There's a clear escalation ladder. Always try the smallest hammer first because the biggest one is genuinely slow (roughly nine minutes for a clean shutdown of two dozen containers).

# 1. Restart the service inside the container.
#    Fixes ~90% of cases.
ssh root@<proxmox> "pct exec <ctid> -- systemctl restart <service>"
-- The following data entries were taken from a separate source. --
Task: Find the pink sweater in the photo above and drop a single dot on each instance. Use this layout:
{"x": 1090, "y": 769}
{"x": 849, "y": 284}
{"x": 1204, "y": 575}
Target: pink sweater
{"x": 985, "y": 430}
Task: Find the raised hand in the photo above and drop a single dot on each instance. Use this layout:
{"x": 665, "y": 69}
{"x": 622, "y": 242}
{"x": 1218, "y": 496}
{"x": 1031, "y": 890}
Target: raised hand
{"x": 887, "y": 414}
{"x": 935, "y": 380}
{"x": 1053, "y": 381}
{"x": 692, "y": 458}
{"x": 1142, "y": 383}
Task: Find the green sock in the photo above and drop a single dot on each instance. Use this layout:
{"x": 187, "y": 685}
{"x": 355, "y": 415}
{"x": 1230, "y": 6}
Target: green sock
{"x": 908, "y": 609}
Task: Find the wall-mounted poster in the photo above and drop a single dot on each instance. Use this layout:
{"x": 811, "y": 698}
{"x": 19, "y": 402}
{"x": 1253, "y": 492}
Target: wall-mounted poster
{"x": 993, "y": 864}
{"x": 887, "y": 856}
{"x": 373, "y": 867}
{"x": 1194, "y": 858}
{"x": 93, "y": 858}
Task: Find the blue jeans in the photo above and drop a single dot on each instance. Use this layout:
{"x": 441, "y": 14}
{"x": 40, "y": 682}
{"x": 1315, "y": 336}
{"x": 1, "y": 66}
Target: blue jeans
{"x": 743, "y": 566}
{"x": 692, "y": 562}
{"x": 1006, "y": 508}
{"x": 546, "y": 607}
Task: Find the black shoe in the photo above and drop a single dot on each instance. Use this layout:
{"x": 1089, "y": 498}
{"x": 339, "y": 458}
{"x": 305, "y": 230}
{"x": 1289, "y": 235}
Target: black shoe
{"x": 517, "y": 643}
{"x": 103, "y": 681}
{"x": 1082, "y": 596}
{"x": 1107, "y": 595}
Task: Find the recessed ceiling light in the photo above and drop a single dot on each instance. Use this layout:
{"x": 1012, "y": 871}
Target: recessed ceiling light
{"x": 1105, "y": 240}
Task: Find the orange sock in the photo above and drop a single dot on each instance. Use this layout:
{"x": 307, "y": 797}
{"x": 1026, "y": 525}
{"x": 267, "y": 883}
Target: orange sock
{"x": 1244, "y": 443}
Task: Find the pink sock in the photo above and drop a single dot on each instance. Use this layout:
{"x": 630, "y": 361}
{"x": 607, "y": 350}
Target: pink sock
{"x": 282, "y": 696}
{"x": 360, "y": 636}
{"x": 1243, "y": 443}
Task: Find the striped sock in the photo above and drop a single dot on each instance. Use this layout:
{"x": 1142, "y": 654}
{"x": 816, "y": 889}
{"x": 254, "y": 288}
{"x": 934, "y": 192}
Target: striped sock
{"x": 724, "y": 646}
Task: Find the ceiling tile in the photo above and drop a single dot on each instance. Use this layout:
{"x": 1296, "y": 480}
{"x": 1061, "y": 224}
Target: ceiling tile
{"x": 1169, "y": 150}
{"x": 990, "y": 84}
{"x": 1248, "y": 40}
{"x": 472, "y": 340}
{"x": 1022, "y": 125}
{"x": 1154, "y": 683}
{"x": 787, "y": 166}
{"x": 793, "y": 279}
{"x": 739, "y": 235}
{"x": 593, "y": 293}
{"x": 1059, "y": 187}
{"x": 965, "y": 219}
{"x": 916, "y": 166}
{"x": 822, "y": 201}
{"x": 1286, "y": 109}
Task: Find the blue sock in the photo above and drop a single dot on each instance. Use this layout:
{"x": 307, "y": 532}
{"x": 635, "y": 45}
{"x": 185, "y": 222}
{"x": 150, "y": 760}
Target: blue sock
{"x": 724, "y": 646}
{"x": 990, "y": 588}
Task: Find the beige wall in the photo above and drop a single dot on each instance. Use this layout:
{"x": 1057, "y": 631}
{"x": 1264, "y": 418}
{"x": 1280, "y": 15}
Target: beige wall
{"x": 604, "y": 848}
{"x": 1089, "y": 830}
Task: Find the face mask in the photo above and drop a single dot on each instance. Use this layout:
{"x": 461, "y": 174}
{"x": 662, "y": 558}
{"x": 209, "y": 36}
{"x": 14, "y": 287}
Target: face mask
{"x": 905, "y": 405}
# 2. Reboot the container.
#    Use when step 1 hangs or errors.
ssh root@<proxmox> "pct reboot <ctid>"

# 3. Reboot the Proxmox host itself.
#    Only when pveproxy is unreachable too or host load is
#    sustained >5, indicating broader thrashing.
ssh root@<proxmox> "systemctl reboot"

The fix

For this specific service, I added Restart=always and RestartSec=5s plus a reasonable StartLimitBurst so single-shot crashes self-heal without me noticing. The escalation ladder still applies for genuine wedges, but it gets exercised much less often.

[Service]
Restart=always
RestartSec=5s
StartLimitBurst=10
StartLimitIntervalSec=600

What I'd do differently

For a long time I'd debug each 502 as if it were a new problem. "Maybe it's nginx, maybe it's DNS, maybe the LXC died." Writing down the pattern in a runbook turned a ten-minute investigation into a one-minute reflex. The lesson is small: when a failure mode shows up three times, the next instance is going to repeat the same shape, and the time you spend documenting the ladder pays itself back the next outage.